Sharing digital images with family members less grounded in the world of digital technology is a difficult, if not impossible hurdle to overcome. Trying to convince parents and grandparents to visit your online web gallery, MySpace profile, or virtual slideshow to review your latest picture postings can be like trying to convince Iran to stop pursuing nuclear technology; a very tough sell.
Words like megapixels, resolution, gigabytes, and media cards sounds like esoteric jargon to the technologically impaired, existing in an intangible virtual outer space, separate and apart from their coffee table photo albums, and family brag books. Instead, mothers will pay ten dollars for a throw-away camera they know they can drop off to Ed at the CVS picture lab the next day, while their children's 10 megapixel Canon and Nikon digitals collect dust in the closet.
When it comes to picture reproduction, parents and children could not live on more separate planets. However, a new remedy bridging the generational gap can be found in photo books.
What's Old Is New Again
These new digital twists on scrapbooking and photo-albuming are not only a unique way to see your Photobucket regulars, and Facebook treasures, on real life, tree-spawned pages, but one that makes you into somewhat of a hero to your older family members. By taking your digital images, once held hostage in Compact Flash (CF) cards and jump drives, and freeing them to be admired by all in book form, is like the Holy Grail of photo reproduction, upgrading your title from picture enthusiast to photo book author.

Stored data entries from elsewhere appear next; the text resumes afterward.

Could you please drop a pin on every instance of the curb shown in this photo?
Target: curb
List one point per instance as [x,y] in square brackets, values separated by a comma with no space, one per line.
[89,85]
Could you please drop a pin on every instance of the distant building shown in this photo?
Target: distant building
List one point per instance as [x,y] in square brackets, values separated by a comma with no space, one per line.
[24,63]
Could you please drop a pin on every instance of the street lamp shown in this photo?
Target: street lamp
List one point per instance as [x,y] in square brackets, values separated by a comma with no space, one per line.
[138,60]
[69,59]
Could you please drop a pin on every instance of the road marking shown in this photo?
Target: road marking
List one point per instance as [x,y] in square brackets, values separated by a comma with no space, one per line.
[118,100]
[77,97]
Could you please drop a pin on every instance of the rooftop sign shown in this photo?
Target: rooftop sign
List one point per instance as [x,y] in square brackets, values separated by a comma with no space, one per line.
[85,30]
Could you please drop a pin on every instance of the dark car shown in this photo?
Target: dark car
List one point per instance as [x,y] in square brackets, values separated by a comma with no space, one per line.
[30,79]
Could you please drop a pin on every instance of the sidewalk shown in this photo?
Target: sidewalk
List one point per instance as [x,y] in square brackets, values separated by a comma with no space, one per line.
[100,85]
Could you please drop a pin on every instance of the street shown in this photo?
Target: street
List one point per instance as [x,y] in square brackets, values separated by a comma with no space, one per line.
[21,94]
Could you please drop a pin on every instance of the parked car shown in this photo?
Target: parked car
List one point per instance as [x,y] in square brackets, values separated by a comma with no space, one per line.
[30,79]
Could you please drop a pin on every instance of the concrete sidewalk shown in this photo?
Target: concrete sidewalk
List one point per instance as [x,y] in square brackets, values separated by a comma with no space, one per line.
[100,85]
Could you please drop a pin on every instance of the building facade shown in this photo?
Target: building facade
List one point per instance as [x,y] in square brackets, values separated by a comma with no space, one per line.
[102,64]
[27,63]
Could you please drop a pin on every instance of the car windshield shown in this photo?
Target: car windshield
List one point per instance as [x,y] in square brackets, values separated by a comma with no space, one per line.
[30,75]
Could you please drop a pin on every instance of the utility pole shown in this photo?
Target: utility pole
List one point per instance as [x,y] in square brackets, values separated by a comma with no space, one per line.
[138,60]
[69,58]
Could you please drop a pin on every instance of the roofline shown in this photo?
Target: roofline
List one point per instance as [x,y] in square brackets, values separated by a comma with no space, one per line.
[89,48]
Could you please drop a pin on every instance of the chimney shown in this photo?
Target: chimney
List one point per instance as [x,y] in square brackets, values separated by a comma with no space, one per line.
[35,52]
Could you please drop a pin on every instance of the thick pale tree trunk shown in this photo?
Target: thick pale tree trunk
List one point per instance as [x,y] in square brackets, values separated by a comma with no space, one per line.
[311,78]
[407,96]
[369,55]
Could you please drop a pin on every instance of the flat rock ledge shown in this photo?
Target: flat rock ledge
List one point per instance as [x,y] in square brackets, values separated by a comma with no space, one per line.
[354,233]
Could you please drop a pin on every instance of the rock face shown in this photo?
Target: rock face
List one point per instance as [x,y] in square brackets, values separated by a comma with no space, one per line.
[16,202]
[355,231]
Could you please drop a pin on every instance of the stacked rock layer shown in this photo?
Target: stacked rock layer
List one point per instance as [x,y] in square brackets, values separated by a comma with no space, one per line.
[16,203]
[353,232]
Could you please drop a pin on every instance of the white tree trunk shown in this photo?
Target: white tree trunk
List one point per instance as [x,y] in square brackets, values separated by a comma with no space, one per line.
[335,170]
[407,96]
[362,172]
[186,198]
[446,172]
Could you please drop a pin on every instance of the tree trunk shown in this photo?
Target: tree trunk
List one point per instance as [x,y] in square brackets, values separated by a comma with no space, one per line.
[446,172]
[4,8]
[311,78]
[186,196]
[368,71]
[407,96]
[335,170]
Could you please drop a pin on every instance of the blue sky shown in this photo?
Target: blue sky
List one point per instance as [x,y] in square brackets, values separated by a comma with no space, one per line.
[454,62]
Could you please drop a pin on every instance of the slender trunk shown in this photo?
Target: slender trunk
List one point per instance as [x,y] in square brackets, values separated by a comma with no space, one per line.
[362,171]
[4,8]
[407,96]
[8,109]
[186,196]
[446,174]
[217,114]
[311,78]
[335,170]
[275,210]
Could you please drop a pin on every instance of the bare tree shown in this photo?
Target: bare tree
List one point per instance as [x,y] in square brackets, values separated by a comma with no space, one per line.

Last summer, I traveled to Japan, and documented my every breath with my Canon. As friends and acquaintances regularly enjoyed my MySpace web gallery, my picture phone texts, and virtual slideshows, leaving comments and sending them to their friends, my parents were limited to the half a dozen shots I committed to printing. My guilt overtook me when my mother was stripped of her bragging rights at my cousin's wedding because she had no photo album of evidence supporting her claim that her daughter was a world traveler. Something had to be done.
I enlisted the help of Shutterfly; a web-based system that lets you design and create your own photo book. I visited the company website, quite fitting addressed wwww.shutterfly.com, and created a user account. Once I logged in, I put together a profile I entitled "Japan," uploaded my images, and then customized my book.
Designing a photo book was like designing a Facebook or MySpace profile, instead of uploading to Photobucket, you upload to Shutterfly. Depending on whichever package you choose, you are given a certain number of pages to decorate with images and photo descriptions. My Japan profile is always saved on my Shutterfly account, so I can add and swap out images, increase pages, change descriptions, and order another book whenever I want.
Choices Everywhere
Even within the photo industry itself, photo books are a lucrative resource for retailers and photographers, and were fixtures at exhibitor booths at both the recent PMA and WPPI 2007 trade shows. Companies are creating technologies that streamline the process of making photo books, such as Xerox's iGEN3 digital press, and designing desktop systems like Albumprinter, BV, who are offering complete B2B publishing software.
The multitude of photo book companies that are flooding the market are good news for anybody with parents and family members looking for tangible photo output, separate from the digital applications promoted in personal profiles and web galleries. Also, photo books are good news for those children who need to ingratiate their mother's ego with a constant supply of brag books she can show to her friends.